Rawdat Al Faras (روضة الفرس) is a district in Qatar located in the municipality of Al Khor. It is best known for its research station.

==Etymology==
In Arabic, rawda is a term used to denote a depression rich in vegetation due to water and sediment run-off. The second part of the name, faras, translates to "mare", and was given because a wild mare was once found in the area.

==Geography==
Rawdat Al Faras is situated in north-central Qatar. It forms the southernmost extension of the middle sector of Qatar's interior plain region. The area around Rawdat Al Faras, as part of this middle sector, has a surface that gradually increases in elevation from north and east towards the south and west, with heights ranging between 11 m to 21 m.

==Houbara Breeding Center==
A breeding center for houbara bustards is centered in the district. It received a donation of 1,065 houbaras from a UAE government-funded organization in 2014.

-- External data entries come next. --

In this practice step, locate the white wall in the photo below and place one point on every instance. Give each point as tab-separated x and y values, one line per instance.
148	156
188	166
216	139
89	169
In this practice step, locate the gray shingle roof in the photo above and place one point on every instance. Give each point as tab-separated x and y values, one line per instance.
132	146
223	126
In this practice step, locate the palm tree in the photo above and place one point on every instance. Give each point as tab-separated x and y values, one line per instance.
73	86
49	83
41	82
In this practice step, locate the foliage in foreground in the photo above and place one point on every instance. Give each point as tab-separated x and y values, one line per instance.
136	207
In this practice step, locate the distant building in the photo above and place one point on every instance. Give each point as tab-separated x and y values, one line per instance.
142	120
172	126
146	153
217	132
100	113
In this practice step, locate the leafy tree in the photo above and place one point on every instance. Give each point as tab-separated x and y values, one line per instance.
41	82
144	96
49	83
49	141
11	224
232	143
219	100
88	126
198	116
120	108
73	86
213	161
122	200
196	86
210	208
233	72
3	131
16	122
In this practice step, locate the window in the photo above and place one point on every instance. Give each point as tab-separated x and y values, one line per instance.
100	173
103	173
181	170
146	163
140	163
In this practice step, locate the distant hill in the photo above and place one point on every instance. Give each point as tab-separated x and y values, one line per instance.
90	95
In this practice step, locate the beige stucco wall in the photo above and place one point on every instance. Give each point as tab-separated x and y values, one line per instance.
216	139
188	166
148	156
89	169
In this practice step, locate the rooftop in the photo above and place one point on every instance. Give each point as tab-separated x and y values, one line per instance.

==Wild Animals Containment Center==
The Ministry of Municipality and Environment (MME) established the Wild Animals Containment Center in Rawdat Al Faras as a permanent shelter for stray dogs and cats. The government launched Rifq (translating to mercy) campaign in 2021 to catch and house all of the wild animals in this center. Authorities have been accused of rounding up dogs from humane shelters and forcefully relocating them to the center.

==Research station==
Established in 1976, Rawdat Al Faras Research Station is among the oldest research stations in the country. It occupies an area of 517,000 square meters. Activities engaged in at the center include consultation services for local farms, date palm research, field surveys of local fauna, and selling and donating palm tree seeds and seedlings. The station consists of a water reservoir and two specialized facilities that dry the palm trees, extract their pollen and provide storage for their dried fruit. There 24 growing plots, of which five are palm tree plantations, two of which host over 1,200 specimens. In recent years, the station has been focused on its development of a palm atlas, which will serve as a genetic database for researchers across the GCC.

==Zoo==
It was reported in 2018 that a zoo would be opening in Rawdat Al Faras in the near future. Its specimens will be transferred from Al Khor Zoo.